The present value table tells you that the appropriate multiplier is .81309151.
So the present value (PV) of $100,000 is reached using the formula $100,000 X .81309151 = $81,309.15
Notice the multiple assumptions that must be made here:
1) What the appropriate investment return will be (i.e., interest)
2) What the cost of the operation in the future is likely to be (based on inflation)
3) What the timing of the operation is likely to be
This is a mathematic calculation but it is still based on a lot of very tenuous assumptions that might not get P full recovery or might overcompensate P.
Common Damages Measures in Contract Situations
Like tort damages, contract damage measures typically use FMV or replacement cost measures
BUT the rules differ under common law & UCC
FMV is preferred tool for measuring damages for breach of contract
Can use market value to measure damages – UCC 2-708/2-713
Can also use measures similar to replacement costs
Cover – UCC 2-712
Resale – UCC 2-706
Neri v. Retail Marine
Neris enter K to buy boat from RM for $12,587.40. Neris gave $4,250 deposit; arranged for immediate delivery.
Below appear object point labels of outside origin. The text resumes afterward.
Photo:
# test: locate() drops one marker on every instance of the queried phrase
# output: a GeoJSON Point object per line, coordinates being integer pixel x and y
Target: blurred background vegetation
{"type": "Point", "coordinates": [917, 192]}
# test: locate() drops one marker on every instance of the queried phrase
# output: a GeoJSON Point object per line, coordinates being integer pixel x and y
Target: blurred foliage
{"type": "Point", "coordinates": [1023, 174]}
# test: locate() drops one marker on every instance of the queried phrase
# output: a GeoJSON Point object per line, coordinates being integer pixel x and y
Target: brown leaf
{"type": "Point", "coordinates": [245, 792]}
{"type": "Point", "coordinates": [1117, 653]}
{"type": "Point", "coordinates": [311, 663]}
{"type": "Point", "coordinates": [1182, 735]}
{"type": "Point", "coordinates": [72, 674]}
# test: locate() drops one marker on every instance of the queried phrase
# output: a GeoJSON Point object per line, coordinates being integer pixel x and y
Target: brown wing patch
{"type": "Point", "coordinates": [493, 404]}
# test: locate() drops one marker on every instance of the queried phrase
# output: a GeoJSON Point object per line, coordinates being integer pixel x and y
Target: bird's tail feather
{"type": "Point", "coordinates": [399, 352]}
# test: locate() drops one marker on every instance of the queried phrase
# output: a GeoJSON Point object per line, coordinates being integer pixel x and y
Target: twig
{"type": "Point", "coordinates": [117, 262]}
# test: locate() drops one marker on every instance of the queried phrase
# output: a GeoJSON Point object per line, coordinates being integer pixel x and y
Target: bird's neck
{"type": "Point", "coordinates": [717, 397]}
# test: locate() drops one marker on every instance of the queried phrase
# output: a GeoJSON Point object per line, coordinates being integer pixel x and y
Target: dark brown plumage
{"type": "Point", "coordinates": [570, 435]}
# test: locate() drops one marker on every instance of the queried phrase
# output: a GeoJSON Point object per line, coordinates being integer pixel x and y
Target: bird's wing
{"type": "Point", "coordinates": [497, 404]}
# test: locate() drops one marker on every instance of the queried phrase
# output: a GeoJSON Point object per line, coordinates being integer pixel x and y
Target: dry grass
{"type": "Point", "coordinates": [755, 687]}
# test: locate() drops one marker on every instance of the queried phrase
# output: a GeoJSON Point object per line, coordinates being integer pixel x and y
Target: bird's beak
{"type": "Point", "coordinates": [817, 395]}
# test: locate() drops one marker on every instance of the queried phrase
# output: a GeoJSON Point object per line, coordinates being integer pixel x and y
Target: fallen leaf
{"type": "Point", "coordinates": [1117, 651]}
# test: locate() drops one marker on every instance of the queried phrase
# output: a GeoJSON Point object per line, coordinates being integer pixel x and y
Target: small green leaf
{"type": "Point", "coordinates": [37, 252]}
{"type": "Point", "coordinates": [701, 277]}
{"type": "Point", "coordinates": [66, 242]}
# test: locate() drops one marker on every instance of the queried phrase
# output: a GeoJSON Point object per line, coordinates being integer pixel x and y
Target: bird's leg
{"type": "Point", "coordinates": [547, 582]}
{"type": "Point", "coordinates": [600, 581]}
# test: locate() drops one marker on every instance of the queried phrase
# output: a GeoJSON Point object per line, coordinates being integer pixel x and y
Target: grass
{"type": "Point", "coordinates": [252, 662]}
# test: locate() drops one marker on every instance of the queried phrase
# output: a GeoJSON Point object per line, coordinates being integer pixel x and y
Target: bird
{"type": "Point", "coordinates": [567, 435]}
Neris later backed out; ask for deposit back; RM refuses because boat has already been delivered to it. Boat later sold at same price to new buyer.
Neri’s sued (in restitution) for return of deposit; RM counterclaimed for breach of contract.
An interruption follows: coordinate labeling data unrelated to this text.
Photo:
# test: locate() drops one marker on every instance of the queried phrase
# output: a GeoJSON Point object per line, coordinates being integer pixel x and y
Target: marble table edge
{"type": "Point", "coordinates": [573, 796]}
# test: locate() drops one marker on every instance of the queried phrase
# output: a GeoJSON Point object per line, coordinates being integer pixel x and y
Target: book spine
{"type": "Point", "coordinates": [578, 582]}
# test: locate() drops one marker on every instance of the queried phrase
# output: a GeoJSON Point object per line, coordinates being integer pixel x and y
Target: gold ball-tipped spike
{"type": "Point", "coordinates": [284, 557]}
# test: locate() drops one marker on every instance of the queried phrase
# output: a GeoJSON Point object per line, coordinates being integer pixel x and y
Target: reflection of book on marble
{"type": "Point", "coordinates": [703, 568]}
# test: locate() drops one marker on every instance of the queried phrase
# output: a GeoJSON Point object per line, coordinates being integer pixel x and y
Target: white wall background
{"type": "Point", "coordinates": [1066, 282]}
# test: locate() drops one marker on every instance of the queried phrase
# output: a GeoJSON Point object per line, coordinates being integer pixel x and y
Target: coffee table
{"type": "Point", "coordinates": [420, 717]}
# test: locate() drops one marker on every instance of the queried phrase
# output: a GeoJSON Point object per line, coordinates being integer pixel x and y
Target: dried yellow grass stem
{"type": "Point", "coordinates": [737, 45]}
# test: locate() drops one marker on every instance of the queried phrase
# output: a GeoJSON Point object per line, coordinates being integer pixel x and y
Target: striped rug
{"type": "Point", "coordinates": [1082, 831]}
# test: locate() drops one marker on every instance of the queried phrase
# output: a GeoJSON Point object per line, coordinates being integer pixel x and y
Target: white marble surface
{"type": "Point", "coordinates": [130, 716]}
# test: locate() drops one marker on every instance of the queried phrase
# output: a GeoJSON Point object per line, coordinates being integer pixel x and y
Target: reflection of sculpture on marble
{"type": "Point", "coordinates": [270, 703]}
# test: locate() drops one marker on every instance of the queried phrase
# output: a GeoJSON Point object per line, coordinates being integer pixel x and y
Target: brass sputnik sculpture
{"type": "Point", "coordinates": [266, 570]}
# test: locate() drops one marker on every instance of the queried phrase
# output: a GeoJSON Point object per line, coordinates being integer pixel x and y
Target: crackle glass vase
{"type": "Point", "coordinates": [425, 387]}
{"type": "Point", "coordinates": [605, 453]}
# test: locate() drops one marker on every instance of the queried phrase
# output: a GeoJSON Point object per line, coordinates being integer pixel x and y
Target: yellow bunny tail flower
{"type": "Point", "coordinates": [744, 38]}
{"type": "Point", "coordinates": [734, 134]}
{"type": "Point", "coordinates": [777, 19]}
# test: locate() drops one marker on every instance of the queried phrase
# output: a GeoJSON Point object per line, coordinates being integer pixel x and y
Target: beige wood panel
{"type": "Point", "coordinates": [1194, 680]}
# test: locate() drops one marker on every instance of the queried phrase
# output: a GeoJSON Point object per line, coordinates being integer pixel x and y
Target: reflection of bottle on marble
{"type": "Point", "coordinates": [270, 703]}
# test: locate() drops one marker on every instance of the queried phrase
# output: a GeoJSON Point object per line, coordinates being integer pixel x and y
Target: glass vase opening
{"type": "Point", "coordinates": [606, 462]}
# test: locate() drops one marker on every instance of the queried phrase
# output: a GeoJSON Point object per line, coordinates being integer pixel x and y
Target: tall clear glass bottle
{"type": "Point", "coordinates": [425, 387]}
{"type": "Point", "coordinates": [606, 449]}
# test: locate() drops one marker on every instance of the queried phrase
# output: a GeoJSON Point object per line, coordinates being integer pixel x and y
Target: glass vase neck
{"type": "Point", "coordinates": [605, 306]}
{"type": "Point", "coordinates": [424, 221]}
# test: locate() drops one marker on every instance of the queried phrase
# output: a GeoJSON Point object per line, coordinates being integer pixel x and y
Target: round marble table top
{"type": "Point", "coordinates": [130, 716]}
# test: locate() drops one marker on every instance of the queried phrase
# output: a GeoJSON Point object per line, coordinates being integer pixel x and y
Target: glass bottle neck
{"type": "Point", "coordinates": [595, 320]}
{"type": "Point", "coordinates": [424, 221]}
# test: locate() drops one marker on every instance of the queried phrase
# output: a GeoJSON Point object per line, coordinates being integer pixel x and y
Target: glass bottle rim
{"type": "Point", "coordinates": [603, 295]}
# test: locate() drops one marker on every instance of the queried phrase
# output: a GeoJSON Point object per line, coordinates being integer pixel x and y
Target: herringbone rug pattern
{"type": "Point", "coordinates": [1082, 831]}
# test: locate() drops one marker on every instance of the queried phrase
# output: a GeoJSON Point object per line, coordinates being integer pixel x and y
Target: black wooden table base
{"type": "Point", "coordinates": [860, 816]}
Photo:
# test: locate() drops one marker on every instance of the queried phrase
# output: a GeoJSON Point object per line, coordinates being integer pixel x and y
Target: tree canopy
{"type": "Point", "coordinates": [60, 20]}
What measure of damages did Neri use – market value or resale value? Why?
Contract Damages – Giving P Their Expectancy
Expectancy – puts P in same position as if contract performed
Compare “reliance” – put P in position as if K was never made
Expectancy is the favored method of implementing rightful position
FMV, replacement costs or the Neri measure all try to implement P’s expectancy – i.e., all try to put P in the position would have been in if K were performed
Why do courts prefer damages measures that implement expectancy rather than reliance in contract situations?
Clarifying the Damages in Neri:
Retail Marine received $2579 in lost profits and $674 in storage and other upkeep costs
Has the court awarded expectancy and reliance damages?
At first glance it seems as if RM is getting both because it is getting expectancy (lost profits) and out-of-pocket losses (which often fall into the “reliance” category).
But here O-O-P losses fall under the heading of “consequential damages” since they don’t overlap with the expectancy award of lost profits.